Is Focus Lighting and Fixtures Limited’s (NSE:FOCUS) ROE Of 27.4% Sustainable?

This article is intended for those of you who are at the beginning of your investing journey and want to learn about Return on Equity using a real-life example.

Focus Lighting and Fixtures Limited (NSE:FOCUS) outperformed the Electrical Components and Equipment industry on the basis of its ROE – producing a higher 27.4% relative to the peer average of 10.8% over the past 12 months. Superficially, this looks great since we know that FOCUS has generated big profits with little equity capital; however, ROE doesn’t tell us how much FOCUS has borrowed in debt. In this article, we’ll closely examine some factors like financial leverage to evaluate the sustainability of FOCUS’s ROE.

See our latest analysis for Focus Lighting and Fixtures

Breaking down Return on Equity

Firstly, Return on Equity, or ROE, is simply the percentage of last years’ earning against the book value of shareholders’ equity. It essentially shows how much the company can generate in earnings given the amount of equity it has raised. Generally speaking, a higher ROE is preferred; however, there are other factors we must also consider before making any conclusions.

Return on Equity = Net Profit ÷ Shareholders Equity

ROE is assessed against cost of equity, which is measured using the Capital Asset Pricing Model (CAPM) – but let’s not dive into the details of that today. For now, let’s just look at the cost of equity number for Focus Lighting and Fixtures, which is 15.2%. Since Focus Lighting and Fixtures’s return covers its cost in excess of 12.2%, its use of equity capital is efficient and likely to be sustainable. Simply put, Focus Lighting and Fixtures pays less for its capital than what it generates in return. ROE can be split up into three useful ratios: net profit margin, asset turnover, and financial leverage. This is called the Dupont Formula:

Dupont Formula

ROE = profit margin × asset turnover × financial leverage

ROE = (annual net profit ÷ sales) × (sales ÷ assets) × (assets ÷ shareholders’ equity)

ROE = annual net profit ÷ shareholders’ equity

NSEI:FOCUS Last Perf September 18th 18
NSEI:FOCUS Last Perf September 18th 18

The first component is profit margin, which measures how much of sales is retained after the company pays for all its expenses.
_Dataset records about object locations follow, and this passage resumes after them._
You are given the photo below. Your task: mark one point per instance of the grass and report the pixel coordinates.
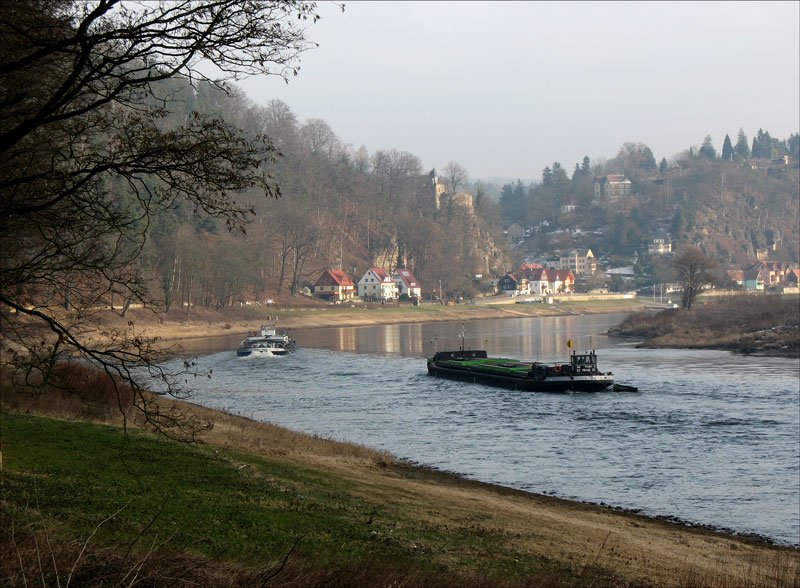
(766, 323)
(82, 480)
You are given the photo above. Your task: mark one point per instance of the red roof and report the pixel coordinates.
(337, 275)
(407, 277)
(527, 266)
(381, 274)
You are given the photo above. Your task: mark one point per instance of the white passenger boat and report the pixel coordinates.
(268, 341)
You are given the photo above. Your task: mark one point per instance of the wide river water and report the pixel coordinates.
(710, 438)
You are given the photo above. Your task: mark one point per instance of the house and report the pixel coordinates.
(550, 281)
(736, 277)
(613, 187)
(334, 285)
(579, 262)
(659, 247)
(513, 285)
(754, 279)
(526, 266)
(377, 284)
(406, 283)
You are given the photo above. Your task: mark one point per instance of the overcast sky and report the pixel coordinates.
(506, 89)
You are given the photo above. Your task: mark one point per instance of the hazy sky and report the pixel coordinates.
(506, 88)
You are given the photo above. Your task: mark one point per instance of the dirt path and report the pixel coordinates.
(636, 548)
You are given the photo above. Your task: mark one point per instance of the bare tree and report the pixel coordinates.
(89, 154)
(694, 269)
(455, 175)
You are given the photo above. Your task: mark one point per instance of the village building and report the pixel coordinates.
(406, 283)
(580, 263)
(545, 282)
(659, 247)
(513, 285)
(613, 187)
(377, 284)
(334, 285)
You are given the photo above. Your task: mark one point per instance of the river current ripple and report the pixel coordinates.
(711, 438)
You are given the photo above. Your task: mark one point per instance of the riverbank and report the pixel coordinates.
(251, 501)
(179, 324)
(744, 324)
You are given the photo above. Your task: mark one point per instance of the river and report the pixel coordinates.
(711, 438)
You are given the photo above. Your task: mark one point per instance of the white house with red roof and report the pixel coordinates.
(335, 285)
(406, 283)
(543, 281)
(377, 284)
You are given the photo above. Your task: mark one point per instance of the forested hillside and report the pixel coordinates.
(731, 205)
(338, 207)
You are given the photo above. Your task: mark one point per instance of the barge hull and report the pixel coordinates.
(583, 383)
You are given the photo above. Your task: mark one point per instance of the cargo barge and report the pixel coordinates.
(579, 375)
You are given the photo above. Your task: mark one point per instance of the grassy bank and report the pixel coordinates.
(747, 324)
(251, 503)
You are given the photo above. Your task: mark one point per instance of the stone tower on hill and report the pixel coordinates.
(442, 198)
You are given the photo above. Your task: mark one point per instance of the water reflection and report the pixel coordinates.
(543, 338)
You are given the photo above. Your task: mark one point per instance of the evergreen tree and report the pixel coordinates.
(727, 149)
(560, 179)
(742, 149)
(648, 161)
(707, 149)
(547, 177)
(586, 166)
(762, 145)
(793, 145)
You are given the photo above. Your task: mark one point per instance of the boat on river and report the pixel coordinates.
(579, 375)
(268, 341)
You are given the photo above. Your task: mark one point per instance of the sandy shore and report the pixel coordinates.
(177, 325)
(638, 549)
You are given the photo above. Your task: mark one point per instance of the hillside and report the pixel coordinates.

Asset turnover shows how much revenue Focus Lighting and Fixtures can generate with its current asset base. The most interesting ratio, and reflective of sustainability of its ROE, is financial leverage. Since financial leverage can artificially inflate ROE, we need to look at how much debt Focus Lighting and Fixtures currently has. At 10.2%, Focus Lighting and Fixtures’s debt-to-equity ratio appears low and indicates the above-average ROE is generated from its capacity to increase profit without a large debt burden.